In its citation Friday, the Norwegian Nobel Committee calls Al Gore "one of the world's leading environmentalist politicians," and says the IPCC has created an "ever-broader informed consensus about the connection between human activities and global warming."
Thousands of scientists and officials representing more than 100 countries collaborated within the U.N.-sponsored IPCC to study the causes and potential effects of climate change. The IPCC based its assessments and policy suggestions on peer-reviewed and published scientific literature.
Al Gore served in the United States Congress from 1977 to 1993, and as vice president under Bill Clinton from 1993 to 2001. Running for president in 2000, he lost a disputed vote to George W. Bush. Since leaving office, he has devoted himself to speaking on climate and environmental issues around the world, and in 2006 he produced the award-winning documentary An Inconvenient Truth.
Even before the announcement, activists in favor of a movement to draft Gore to run again for president next year were saying that a Nobel Peace Prize would force him to re-evaluate his repeated assertions that he is not interested in a new race. Those calls are now certain to grow more insistent.

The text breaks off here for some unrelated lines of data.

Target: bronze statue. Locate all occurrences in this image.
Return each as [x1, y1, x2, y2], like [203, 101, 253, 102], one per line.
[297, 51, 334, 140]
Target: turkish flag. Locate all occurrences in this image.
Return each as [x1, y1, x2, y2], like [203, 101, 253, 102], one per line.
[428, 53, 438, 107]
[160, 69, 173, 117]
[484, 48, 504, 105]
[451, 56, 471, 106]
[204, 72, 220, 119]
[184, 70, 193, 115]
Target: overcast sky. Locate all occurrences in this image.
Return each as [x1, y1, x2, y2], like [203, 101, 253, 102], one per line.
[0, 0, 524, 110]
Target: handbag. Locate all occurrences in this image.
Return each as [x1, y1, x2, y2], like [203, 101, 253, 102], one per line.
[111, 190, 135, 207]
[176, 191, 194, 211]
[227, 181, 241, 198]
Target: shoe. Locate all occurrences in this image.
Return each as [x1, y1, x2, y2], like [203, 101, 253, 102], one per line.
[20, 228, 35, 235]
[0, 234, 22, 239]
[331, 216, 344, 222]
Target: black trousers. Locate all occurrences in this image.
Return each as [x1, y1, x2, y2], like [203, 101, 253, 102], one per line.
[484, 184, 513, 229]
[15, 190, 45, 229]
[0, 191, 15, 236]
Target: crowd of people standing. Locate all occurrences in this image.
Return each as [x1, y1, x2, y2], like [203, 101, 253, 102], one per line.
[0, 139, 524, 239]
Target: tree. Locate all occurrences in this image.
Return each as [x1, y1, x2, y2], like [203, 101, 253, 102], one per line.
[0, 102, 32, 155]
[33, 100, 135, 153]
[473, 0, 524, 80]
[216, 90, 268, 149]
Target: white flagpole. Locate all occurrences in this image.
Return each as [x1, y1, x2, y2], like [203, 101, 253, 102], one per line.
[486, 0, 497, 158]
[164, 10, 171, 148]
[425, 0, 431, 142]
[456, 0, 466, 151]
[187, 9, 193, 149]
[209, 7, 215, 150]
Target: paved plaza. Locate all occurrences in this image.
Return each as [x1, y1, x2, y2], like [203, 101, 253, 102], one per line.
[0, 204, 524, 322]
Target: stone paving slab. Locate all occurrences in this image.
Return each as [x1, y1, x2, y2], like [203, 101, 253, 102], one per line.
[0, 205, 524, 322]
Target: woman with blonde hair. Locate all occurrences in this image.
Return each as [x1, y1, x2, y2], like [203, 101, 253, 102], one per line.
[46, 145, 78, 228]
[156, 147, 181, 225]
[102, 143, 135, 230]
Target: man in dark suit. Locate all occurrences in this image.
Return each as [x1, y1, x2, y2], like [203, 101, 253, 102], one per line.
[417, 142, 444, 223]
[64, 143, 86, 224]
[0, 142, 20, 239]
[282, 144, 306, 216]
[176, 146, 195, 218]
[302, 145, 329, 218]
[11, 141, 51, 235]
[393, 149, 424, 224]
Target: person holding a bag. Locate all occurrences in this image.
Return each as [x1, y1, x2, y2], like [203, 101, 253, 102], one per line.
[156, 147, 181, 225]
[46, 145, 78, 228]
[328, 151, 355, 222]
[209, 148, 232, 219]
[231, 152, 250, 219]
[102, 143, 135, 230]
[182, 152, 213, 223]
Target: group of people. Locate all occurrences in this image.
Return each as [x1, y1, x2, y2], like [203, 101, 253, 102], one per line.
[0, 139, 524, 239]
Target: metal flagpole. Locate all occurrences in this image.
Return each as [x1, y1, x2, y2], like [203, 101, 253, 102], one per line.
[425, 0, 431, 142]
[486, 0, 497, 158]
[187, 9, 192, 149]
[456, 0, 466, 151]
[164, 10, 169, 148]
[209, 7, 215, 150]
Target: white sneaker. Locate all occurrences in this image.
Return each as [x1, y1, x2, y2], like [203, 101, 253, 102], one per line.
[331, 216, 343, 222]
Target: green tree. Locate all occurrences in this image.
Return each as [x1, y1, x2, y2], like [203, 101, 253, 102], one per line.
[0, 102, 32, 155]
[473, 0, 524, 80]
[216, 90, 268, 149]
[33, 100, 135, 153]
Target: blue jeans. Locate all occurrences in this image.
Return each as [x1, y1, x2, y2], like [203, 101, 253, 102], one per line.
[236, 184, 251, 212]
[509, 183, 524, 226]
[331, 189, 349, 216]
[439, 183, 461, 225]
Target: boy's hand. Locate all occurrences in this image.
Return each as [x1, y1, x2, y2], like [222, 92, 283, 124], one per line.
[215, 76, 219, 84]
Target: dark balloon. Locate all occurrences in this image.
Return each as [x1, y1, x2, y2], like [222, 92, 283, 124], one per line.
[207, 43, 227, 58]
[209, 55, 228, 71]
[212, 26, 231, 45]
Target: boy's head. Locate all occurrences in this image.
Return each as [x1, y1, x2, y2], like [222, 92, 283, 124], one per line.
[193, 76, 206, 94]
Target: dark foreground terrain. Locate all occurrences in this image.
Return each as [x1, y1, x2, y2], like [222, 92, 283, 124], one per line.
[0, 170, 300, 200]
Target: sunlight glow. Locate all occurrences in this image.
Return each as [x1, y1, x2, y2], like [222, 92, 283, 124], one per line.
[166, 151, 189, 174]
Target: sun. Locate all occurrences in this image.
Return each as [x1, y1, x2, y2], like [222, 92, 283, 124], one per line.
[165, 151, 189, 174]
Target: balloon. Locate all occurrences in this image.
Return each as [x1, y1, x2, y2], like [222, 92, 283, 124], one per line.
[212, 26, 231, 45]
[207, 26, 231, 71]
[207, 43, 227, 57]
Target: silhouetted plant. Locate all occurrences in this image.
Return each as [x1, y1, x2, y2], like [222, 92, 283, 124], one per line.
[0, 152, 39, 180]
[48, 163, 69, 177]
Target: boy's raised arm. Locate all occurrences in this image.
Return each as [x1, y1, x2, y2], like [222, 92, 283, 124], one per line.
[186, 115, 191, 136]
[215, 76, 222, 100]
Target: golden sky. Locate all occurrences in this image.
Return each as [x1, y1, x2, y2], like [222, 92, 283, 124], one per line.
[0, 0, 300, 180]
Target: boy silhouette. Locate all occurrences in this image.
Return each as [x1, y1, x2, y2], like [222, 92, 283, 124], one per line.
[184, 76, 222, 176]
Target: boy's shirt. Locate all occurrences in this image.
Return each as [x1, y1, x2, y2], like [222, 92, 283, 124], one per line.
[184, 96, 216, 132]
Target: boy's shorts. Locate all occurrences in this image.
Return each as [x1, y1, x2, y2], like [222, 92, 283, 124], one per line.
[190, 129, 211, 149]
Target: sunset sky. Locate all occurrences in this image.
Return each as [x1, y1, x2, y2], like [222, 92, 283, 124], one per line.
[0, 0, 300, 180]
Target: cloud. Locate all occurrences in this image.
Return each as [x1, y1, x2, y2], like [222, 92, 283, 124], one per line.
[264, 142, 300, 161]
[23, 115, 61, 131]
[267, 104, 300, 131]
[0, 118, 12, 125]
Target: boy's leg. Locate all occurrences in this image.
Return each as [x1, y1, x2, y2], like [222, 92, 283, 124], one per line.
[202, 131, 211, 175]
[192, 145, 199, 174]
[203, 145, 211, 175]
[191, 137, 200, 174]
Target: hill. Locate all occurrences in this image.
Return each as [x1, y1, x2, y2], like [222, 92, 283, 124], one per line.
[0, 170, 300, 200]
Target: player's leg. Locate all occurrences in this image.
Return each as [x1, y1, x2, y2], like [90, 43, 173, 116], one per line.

Immediately after the announcement, reporters questioned Nobel Committee Chairman Ole Danbolt Mjøs on the political significance of this year's award, and whether it was an explicit renunciation of the environmental policies of the Bush administration, which has questioned the IPCC's consensus on climate and has refused to ratify the international Kyoto Protocol aimed at reducing carbon dioxide emissions.
"I am very much for support for all the measures that go to inhibit global warming," he said. "This prize should give the measure to everybody to say to themselves - every state's leader, every politician, every human being, me and you - what can we do to help the situation, because it is so important that everybody is taking part in this fight."
The Nobel Peace Prize is arguably the world's most prestigious civic award, and the Norwegian Nobel Committee has often used the prize to support individuals and organizations fighting for contemporary causes.
Earlier American Nobel Peace laureates include then-President Theodore Roosevelt in 1906; the civil rights campaigner Dr. Martin Luther King Jr. in 1964; Secretary of State Henry Kissinger, who shared the prize in 1973 with his North Vietnamese counterpart Le Duc Tho; and former President Jimmy Carter, who received his award in 2002.